Although Chrysler celebrated its Silver Anniversary in 1949, that didn't stop the Corporation from trotting out identical, reserialed 1948's -- including Plymouths -- to open the 1949 model year. Meanwhile, Ford had debuted its stunning all-new 1949's way back in June of 1948. Like Plymouth, Chevrolet announced its 1949's in January 1949, but the Chevys were all-new. Plymouth limped along with its First Series 1949's until spring, when the "real" 1949's, the Second Series P-18 and P-17 models, bowed in March and April.
Though late, at least "The Great New Plymouth" was all-new, and -- like its corporate sisters -- conservatively styled and practical. Compared to its Big Three rivals, the Plymouth looked higher and boxier. This was deliberate -- Chrysler president K.T. Keller had earlier told the postwar public that Chrysler would shun fads. The 1949's proved it: new but hardly radical, fully restyled but still tall and boxier than before. Only Chrysler called them "stylish."
No matter, the 1949 Plymouth sold well -- 520,385 in all -- and the lightly face-lifted 1950, "The Beautifully New Plymouth," saw 610,954 built. Changes included a cleaner, single horizontal-bar grille; smoother bumpers replacing triple-fluted units; and a larger rear window on some models. Only Plymouth among the Low-Priced Three sported any new sheet metal: slightly peaked rear fenders with flush horizontal taillights. Notably absent was the center-mounted brake light (long a Chrysler Corporation trademark), so decklid hardware was also reworked.
The 111-inch-wheelbase P-17 Deluxe series became the P-19, with business coupe, fastback two-door sedan, and all-steel two-door Suburban wagon as before. The 118.5-inch-chassis P-18's, now P-20's, listed DeLuxe two- and four-door sedans, plus Special DeLuxe sedans, Plymouth's last four-door woody wagon, and -- for sun worshippers -- a convertible.
At $1,982, the ragtop -- officially listed as the Special DeLuxe Convertible Club Coupe -- was the second priciest model in the lineup. It was also the second weightiest: 3,295 pounds. Only the four-door wagon outdid it: $2,372, 3,353 pounds. But when it came to "sporty good looks," the only 1950 Plymouth that came close to that description was the convertible.
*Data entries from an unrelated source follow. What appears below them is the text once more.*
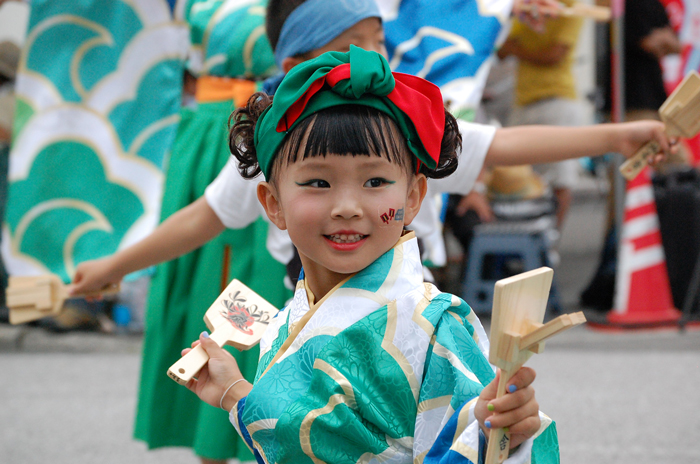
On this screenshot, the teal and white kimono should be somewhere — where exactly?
[230,233,559,463]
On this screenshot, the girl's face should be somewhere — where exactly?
[258,155,427,298]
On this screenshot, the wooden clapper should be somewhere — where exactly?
[486,267,586,464]
[168,279,278,385]
[5,274,119,324]
[620,71,700,180]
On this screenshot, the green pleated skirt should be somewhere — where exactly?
[134,102,292,460]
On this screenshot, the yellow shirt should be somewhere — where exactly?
[510,1,583,106]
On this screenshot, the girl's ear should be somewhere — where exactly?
[258,182,287,230]
[404,174,428,226]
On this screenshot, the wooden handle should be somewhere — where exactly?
[168,324,233,385]
[620,140,661,180]
[168,345,209,385]
[63,284,121,299]
[486,370,513,464]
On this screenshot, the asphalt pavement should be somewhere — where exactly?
[0,183,700,464]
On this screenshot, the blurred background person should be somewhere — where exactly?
[498,0,590,230]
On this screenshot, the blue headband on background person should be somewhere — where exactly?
[275,0,381,69]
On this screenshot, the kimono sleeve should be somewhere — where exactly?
[414,294,559,464]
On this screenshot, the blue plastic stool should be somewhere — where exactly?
[462,221,560,315]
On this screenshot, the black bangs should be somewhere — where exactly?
[273,105,416,177]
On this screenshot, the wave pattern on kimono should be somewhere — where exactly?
[2,0,188,281]
[230,233,558,463]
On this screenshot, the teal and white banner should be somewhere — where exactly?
[2,0,189,281]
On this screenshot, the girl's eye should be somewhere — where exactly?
[297,179,331,188]
[365,177,393,188]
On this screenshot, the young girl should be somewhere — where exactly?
[183,46,558,463]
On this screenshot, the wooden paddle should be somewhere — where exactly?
[620,71,700,180]
[5,274,119,324]
[168,279,278,385]
[486,267,586,464]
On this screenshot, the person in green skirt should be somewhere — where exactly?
[74,0,292,463]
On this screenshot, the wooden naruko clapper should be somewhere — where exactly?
[620,71,700,180]
[486,267,586,464]
[168,279,278,385]
[5,274,119,324]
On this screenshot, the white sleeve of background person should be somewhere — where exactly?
[428,121,496,195]
[204,157,294,265]
[204,157,265,229]
[409,121,496,266]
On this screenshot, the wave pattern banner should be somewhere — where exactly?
[2,0,189,281]
[380,0,513,120]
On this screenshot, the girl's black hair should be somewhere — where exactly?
[229,92,462,179]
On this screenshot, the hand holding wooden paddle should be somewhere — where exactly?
[168,279,277,385]
[486,267,586,464]
[5,274,119,324]
[620,71,700,180]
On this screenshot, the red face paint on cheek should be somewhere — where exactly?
[377,206,404,227]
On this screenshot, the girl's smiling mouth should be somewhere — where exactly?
[323,232,369,251]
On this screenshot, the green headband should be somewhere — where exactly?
[254,45,445,179]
Despite the conservative styling, the cleaner-looking 1950 face-lift combined with top-down airiness to give the ragtop a pleasantly jaunty look.
Inside, the convertible imparted a feeling of richness, with pleated upholstery, deluxe steering wheel, and a two-tone dashboard generously trimmed in chrome. The last placed three round instrument clusters in front of the driver: a speedometer flanked on either side by the then-usual array of gauges. The central portion of the dash was dominated by a radio speaker grille, with the radio below it and heater/defroster controls at the bottom. To the right were a rectangular clock and glovebox.
As since 1942, Plymouth ran with its faithful 217.8-cubic-inch L-head six. Over the years, horsepower had increased by two to 97 at 3600 rpm, this on a 7.0:1 compression ratio. Though hardly exciting, the engine had gained legions of followers over the years. It was mated to a three-speed manual transmission.